All three usually end up applied. The "more capacity" answer doesn't, because heavy load is bursty enough that you'd be paying for idle workers most hours of the day.
Where Kubernetes shows up — and where it doesn't help
Kubernetes is useful for the isolation part of this: separate Deployments for cheap and heavy, separate HPAs with separate metrics, separate resource requests so the scheduler doesn't pile them onto the same node.
The thing it doesn't fix is the metric you autoscale on. CPU utilization is a fine signal for the cheap class.

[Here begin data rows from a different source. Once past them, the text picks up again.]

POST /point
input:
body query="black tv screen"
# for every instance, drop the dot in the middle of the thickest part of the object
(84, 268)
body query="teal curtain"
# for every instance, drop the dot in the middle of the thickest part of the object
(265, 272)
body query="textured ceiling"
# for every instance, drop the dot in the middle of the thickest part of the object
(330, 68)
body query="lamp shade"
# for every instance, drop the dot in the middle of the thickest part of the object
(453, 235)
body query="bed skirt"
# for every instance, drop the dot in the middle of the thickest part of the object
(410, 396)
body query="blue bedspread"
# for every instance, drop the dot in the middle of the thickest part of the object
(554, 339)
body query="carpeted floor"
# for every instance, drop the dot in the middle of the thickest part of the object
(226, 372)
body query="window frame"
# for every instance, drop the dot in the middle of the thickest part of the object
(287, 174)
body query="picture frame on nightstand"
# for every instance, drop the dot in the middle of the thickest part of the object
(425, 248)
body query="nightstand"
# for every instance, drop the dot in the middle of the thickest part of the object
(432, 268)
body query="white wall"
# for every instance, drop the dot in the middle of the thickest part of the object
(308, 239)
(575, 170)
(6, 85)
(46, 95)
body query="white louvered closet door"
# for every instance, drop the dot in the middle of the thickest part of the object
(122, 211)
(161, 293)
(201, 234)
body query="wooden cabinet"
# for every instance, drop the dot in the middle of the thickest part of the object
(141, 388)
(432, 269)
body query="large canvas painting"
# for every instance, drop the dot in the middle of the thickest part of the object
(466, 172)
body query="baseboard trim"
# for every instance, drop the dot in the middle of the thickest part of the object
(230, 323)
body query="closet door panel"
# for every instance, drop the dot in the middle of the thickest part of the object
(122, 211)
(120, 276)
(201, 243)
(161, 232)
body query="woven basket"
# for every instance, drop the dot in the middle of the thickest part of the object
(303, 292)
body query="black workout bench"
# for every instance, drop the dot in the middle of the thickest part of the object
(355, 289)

It's the wrong signal for the heavy class, because heavy load is mostly waiting on external calls — CPU stays low while wall-clock latency goes through the roof. Autoscaling on queue depth, or on requests-in-flight per pod, predicts saturation better than CPU does for that workload.
yaml# What I actually want for the heavy pool — queue-depth driven, not CPU driven.
apiVersion: autoscaling/v2
kind: HorizontalPodAutoscaler
metadata: { name: synthesis-pool }
spec:
scaleTargetRef:
apiVersion: apps/v1
kind: Deployment
name: synthesis-worker
minReplicas: 4
maxReplicas: 40
metrics:
- type: External
external:
metric: { name: synthesis_queue_depth }
target: { type: AverageValue, averageValue: "3" }That config says: if average queue depth across the pool stays above 3, scale up. CPU isn't mentioned. The actual saturation indicator is what we autoscale on.
What a good capacity-planning artifact looks like
The deliverable from a capacity exercise shouldn't be "we can handle N RPS." It should be:
- A table of request classes with arrival rate (steady, burst), service time (p50, p95), and external dependencies per request.
- A concurrency budget per class, with explicit pool sizes and burst headroom.
- The metric each pool autoscales on, and why that metric is the saturation indicator.
- A degradation plan: which class sheds first when the system bends, and what the user sees when it does.
That artifact survives growth. "We can handle 200 RPS" doesn't, because it's already wrong by the next quarter and nobody can tell why.
The thing I keep relearning
The capacity number that matters most isn't the one for the average request. It's the one for the request class that costs you the most per unit and arrives in correlated bursts. Find that class first. Plan for its burst, not the aggregate average. Everything else is easier once that's done.
Good capacity planning isn't about proving the system can take it. It's about knowing exactly which part bends, what gets shed when it bends, and what users see when it does. Anything less is a guess in a spreadsheet.